Note I only said “at least {A_n}”. Presumably the event {G = A_n} also has negligible probability, so {G = S_n} with probability {1 - o(1)}, but this remains open, and seems difficult. To prove it (naively), you have to show that the discriminant of the characteristic polynomial is, with high probability, not a perfect square. That should certainly be a low-probability event, but it’s not clear how to prove it!

Why do I need the extended Riemann hypothesis (ERH) and the classification of finite simple groups (CFSG)?

  • ERH: The example above involving factorizing mod {p} is not just useful in practice but also in theory. The prime ideal theorem tells you the statistics of what happens with your polynomial mod {p} for large {p}. In particular, to show that {G} is transitive it suffices to show that {\varphi} has one root on average mod {p}, for large primes {p}. Exactly how large {p} must be is determined by the error term in the prime ideal theorem, and ERH really helps a lot.
  • CFSG: An elaboration of the above strategy is used to show that {G} is not just transitive but {m}-transitive for any constant {m}. By CFSG, {m = 4} and {n > 24} is enough to imply {G \geq A_n}.

Arguably, matrices are not playing a large role in the statement of the theorem: it is just a statement about a random polynomial {\varphi}, where the model happens to be “take a random matrix with independent entries and take its characteristic polynomial”. The theorem should be true for any good model for a random polynomial of high degree. For example, in the “independent (or restricted) coefficients model”, the coefficients of {\varphi} are independent with some fixed distribution.

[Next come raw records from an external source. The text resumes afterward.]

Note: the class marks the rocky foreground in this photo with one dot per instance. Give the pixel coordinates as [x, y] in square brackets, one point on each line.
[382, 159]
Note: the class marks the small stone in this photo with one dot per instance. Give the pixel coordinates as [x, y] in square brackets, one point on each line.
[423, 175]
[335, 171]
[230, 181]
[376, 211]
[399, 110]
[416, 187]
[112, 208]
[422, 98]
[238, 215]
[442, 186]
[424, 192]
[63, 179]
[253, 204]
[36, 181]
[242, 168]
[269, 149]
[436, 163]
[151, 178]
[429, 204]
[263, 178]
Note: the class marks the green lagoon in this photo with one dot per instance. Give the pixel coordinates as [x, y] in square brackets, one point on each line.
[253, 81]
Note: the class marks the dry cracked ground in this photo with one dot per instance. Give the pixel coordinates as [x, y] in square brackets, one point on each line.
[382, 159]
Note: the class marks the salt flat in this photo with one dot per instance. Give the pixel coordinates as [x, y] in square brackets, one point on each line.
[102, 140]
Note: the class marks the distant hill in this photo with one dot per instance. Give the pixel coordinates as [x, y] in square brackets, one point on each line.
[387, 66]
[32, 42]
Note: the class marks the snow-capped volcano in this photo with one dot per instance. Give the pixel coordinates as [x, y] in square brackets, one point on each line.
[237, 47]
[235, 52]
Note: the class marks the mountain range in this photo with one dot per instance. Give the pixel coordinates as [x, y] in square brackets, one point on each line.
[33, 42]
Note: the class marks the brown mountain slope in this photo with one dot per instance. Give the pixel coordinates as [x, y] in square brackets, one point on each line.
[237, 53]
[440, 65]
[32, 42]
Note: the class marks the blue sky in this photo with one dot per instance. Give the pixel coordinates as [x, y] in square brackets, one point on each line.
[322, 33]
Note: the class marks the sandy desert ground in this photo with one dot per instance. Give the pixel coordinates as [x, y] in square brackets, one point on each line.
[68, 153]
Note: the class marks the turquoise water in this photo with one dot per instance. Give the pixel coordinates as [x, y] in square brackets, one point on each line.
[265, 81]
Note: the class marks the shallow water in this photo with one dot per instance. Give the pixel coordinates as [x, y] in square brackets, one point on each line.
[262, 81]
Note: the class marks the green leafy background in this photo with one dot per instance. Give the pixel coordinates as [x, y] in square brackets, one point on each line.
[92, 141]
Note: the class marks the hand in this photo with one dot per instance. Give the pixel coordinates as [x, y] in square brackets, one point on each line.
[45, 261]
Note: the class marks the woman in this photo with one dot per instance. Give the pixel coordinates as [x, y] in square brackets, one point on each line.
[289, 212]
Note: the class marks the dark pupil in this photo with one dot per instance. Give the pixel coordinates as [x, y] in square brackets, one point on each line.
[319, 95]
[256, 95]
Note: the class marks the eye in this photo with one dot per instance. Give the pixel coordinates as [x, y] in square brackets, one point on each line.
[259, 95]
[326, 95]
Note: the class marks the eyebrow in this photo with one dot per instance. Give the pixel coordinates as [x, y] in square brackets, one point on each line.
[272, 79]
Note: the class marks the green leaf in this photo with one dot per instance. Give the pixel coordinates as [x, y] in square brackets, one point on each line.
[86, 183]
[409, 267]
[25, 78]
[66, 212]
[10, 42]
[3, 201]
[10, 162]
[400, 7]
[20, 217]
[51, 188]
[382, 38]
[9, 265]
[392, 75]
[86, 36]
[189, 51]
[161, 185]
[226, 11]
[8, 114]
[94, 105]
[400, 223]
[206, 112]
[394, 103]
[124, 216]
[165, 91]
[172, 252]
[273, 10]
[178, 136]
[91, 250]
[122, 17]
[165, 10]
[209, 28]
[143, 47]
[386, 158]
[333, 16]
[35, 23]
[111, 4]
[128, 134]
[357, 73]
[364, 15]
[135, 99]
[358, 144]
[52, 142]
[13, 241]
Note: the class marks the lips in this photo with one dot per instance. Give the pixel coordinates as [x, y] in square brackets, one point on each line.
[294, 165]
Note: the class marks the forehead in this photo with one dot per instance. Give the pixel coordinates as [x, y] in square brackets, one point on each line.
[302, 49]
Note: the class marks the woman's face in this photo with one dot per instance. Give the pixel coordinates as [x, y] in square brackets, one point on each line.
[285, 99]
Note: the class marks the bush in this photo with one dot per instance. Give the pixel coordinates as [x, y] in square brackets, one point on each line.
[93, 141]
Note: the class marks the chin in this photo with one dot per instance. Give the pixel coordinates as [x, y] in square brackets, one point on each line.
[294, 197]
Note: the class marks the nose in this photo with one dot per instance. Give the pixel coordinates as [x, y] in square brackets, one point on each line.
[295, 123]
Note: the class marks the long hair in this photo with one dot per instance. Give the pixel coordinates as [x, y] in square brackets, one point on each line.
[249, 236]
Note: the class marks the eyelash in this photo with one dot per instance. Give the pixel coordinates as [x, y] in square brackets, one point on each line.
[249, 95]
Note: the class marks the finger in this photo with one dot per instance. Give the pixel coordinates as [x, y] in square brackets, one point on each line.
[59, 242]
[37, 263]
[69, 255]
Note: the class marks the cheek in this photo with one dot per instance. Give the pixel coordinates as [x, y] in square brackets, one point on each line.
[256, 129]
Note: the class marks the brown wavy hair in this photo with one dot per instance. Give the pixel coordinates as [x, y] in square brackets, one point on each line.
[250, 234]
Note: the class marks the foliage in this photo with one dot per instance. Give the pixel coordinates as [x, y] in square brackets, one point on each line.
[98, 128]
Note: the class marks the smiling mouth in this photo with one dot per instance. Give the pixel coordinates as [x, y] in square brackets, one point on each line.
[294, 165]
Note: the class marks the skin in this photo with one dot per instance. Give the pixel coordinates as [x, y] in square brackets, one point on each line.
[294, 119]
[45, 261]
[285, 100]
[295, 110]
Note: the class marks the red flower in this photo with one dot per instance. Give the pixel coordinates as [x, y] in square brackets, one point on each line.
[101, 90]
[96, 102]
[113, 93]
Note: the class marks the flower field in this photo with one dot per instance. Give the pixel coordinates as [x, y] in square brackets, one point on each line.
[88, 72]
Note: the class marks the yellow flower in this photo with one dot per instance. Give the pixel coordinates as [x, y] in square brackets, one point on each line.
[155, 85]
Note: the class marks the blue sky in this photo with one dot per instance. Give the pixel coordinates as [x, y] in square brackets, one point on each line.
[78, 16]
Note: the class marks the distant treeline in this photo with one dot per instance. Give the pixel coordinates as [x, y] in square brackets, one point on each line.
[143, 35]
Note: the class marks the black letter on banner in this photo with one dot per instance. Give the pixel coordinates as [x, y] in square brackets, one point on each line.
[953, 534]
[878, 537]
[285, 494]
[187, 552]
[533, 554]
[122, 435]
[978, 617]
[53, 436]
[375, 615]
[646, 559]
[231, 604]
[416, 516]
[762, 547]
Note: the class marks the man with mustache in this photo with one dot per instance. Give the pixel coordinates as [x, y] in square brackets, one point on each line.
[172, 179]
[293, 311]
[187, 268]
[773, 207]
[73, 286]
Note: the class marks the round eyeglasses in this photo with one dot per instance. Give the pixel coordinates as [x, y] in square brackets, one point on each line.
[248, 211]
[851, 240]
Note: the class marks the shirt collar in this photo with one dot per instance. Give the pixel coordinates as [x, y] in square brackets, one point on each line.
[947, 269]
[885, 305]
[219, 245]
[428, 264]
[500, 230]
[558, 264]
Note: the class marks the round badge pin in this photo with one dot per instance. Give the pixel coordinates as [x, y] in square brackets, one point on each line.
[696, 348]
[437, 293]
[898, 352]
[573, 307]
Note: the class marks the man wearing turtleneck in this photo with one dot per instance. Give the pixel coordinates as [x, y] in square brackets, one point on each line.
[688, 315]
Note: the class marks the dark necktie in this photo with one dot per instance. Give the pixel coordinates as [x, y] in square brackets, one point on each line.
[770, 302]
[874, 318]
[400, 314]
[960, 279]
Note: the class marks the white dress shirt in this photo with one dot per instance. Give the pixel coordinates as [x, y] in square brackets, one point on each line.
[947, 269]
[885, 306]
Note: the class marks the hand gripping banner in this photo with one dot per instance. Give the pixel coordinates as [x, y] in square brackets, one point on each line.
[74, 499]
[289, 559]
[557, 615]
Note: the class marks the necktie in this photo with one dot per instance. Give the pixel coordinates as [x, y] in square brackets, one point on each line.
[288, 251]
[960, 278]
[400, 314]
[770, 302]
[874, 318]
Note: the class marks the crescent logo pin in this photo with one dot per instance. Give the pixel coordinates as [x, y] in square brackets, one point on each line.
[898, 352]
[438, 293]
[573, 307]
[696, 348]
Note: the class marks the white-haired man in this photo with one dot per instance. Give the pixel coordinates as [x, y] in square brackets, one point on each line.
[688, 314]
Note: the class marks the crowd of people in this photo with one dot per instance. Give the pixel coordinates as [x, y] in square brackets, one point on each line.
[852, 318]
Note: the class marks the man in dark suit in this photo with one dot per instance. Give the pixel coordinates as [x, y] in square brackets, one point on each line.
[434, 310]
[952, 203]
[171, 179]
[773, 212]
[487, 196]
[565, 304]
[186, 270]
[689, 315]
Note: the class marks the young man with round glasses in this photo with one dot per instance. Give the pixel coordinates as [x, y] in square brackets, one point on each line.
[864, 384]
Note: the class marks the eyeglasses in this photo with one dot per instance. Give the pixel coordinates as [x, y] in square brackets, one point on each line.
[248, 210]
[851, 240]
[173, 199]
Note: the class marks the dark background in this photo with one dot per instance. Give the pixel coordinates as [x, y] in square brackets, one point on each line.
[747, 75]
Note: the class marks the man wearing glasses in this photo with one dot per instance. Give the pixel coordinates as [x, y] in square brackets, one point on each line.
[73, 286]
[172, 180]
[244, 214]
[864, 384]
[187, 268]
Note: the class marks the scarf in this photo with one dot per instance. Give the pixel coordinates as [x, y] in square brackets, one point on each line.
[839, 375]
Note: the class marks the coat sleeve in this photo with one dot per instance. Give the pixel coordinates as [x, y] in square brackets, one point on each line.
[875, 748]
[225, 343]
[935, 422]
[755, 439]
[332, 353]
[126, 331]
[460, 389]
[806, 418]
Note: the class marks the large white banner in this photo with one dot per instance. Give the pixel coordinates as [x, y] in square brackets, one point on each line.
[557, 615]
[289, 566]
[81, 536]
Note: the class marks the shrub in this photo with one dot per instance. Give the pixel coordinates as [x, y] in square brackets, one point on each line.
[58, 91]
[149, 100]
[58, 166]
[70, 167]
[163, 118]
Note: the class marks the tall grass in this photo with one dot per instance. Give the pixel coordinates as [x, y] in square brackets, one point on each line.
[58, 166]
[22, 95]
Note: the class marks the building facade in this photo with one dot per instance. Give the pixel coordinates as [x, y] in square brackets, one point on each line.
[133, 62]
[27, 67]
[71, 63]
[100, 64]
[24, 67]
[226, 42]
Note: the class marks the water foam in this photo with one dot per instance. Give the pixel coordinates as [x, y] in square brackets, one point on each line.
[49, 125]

For this model the corresponding statements were proved recently by Bary-Soroker–Kozma (see also Bary-Soroker’s blog post) and Breuillard–Varju, and I certainly borrow a lot from those papers. However, the common ground is isolated to the local–global principle that reduces the problem to a problem modulo {p}, and there the commonality ends. The independent coefficients case becomes a question about a certain kind of random walk (see the Breuillard–Varju paper) mod {p}, whereas the characteristic polynomial case becomes a problem about counting eigenvalues of a random matrix mod {p}.

There are many beautiful questions and mysteries about random polynomials. See for example the many high-definition pictures on John Baez’s website here showing the roots of random polynomials with independent coefficients. In many ways, taking the characteristic polynomial of a random matrix is actually a more natural model of a random polynomial, and some aspects become simpler. For example, I bet that the {A_n} vs {S_n} question will be settled sooner in the case of a random characteristic polynomial than in the case of independent coefficients.